A New York magazine bought Helen’s pictures but addressed the letter to H. Weber, Esquire. Heine was pleased at the news and said the cheque would pay the telephone final demand and the extra food bill which was larger still this time.

By August 1936 unemployment was falling in Britain but Hitler’s troops had entered the Rhineland and Mosley’s Fascists were pinning up anti-Semitic posters in the East End. Helen left Christoph with Marian and went to photograph these and was hit across the face by one of the blackshirts and called a Jewish bitch. She told Heine as the pain throbbed through her face and he said that now she knew how his friends felt, but that their treatment was much worse, and he did not turn from the letter he was writing.

She looked at the back of his head and wanted to scream that she already knew how his friends felt, hadn’t she listened to them and cried with them, cooked and washed for them, soothed their nightmares and not resented one moment? No, it was not that she resented but she said nothing, just turned from
him and bathed her face in cold water and then slept that night with her back turned to his still body.

The next day she took Marian and her daughter Emily and Christoph on the train to Eastbourne for Bank Holiday Monday. The sun was hot and soaked deep into her skin, reddening her arms and her legs where she had pulled up her skirts. The deckchair dug into the backs of her thighs but she watched Christoph hold his face to the sun and forgot the ache in her cheek. But the sun could not warm the coldness she felt deep inside.

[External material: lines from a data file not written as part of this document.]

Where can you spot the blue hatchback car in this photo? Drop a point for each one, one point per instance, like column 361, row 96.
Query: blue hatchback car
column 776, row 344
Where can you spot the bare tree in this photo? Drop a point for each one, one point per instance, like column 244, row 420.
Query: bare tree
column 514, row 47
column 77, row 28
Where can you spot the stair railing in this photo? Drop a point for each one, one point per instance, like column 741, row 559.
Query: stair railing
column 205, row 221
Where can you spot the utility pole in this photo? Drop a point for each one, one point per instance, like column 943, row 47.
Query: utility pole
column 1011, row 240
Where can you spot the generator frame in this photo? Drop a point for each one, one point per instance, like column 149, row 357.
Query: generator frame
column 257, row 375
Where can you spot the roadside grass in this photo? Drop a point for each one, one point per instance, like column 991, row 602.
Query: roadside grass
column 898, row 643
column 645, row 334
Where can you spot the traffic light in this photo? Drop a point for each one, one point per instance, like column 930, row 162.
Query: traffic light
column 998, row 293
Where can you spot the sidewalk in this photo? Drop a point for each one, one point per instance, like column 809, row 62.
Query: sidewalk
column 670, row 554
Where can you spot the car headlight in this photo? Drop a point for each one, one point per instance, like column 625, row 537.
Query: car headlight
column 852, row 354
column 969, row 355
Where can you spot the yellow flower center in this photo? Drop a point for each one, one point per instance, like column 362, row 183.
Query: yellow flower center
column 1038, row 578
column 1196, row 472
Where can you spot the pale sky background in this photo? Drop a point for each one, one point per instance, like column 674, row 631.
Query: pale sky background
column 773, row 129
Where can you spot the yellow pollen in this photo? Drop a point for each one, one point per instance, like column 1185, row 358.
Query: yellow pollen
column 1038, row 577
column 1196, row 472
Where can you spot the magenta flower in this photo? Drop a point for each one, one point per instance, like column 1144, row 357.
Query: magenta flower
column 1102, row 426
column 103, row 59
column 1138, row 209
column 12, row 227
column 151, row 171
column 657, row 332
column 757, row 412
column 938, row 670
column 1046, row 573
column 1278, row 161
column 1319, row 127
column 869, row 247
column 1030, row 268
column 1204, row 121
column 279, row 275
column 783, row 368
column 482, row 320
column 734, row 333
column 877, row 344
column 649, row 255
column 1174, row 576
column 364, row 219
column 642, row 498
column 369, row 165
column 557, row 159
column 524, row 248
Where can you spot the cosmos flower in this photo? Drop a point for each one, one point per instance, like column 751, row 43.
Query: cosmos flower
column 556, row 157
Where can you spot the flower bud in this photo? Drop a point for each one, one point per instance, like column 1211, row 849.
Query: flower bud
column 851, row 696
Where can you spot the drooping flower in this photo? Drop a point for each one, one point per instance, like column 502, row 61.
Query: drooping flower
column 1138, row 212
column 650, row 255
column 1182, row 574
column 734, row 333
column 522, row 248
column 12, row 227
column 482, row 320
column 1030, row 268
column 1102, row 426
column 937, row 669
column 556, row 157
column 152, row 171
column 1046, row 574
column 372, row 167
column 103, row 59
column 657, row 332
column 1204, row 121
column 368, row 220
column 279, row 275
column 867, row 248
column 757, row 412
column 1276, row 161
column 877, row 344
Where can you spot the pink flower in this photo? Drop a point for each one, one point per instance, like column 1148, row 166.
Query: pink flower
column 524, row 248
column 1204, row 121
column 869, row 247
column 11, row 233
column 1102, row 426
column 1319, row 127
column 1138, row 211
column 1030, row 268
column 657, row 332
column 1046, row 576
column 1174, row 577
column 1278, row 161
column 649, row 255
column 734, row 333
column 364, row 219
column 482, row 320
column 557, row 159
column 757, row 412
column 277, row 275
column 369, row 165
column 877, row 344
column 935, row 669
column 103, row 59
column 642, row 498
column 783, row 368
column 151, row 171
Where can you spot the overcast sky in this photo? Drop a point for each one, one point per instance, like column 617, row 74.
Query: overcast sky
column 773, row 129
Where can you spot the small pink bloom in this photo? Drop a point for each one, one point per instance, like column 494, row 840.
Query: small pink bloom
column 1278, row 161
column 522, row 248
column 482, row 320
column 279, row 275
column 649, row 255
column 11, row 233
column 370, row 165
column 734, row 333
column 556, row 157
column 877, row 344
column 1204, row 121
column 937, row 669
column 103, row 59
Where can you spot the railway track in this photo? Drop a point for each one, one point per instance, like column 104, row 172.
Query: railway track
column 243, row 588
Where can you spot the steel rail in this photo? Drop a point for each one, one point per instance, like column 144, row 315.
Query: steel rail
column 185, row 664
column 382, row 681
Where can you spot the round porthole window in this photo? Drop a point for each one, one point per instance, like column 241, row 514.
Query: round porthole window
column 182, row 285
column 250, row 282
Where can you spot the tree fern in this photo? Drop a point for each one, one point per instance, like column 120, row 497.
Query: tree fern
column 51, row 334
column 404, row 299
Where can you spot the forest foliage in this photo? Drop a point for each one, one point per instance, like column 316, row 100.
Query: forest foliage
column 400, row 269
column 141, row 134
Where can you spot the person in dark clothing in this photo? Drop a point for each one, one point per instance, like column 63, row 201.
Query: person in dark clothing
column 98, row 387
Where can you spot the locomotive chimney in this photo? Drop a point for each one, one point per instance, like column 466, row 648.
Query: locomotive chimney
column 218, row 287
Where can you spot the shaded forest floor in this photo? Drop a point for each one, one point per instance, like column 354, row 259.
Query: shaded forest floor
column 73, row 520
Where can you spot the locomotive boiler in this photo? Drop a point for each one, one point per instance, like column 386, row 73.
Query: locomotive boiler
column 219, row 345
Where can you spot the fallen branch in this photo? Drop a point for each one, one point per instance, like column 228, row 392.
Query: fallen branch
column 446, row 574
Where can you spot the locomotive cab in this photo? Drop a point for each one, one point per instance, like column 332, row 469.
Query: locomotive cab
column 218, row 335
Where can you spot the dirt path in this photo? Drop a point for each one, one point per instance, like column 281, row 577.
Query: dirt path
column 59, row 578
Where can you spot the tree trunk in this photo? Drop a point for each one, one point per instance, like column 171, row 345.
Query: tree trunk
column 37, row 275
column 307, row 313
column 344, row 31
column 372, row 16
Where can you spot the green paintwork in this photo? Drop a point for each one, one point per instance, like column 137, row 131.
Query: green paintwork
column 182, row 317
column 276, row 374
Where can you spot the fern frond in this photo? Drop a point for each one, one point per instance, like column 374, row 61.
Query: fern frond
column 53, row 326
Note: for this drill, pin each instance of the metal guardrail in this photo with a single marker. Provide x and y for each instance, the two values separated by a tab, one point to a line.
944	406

They ate sandwiches curled at the edges and ice-creams which a man in a red and white-striped apron and cardboard top hat dug out of a round tin container with a scoop which he dipped into a jug of water first. Christoph smeared his across his face and up into his hair as well as his mouth but Emily licked hers carefully and her dress was not marked either. Helen took photographs of them both and of Marian and Marian took one of Christoph and Helen together and as the sun at last lost its heat they straggled back to the station.

They took an Underground train from the station and Helen waved goodbye to Marian before climbing the stairs to the flat. No one was there and in Christoph’s room his small bed had gone and there were two camp beds. For a moment she felt as though the air had gushed from her body but then something deeper than rage gripped her, mobilised her.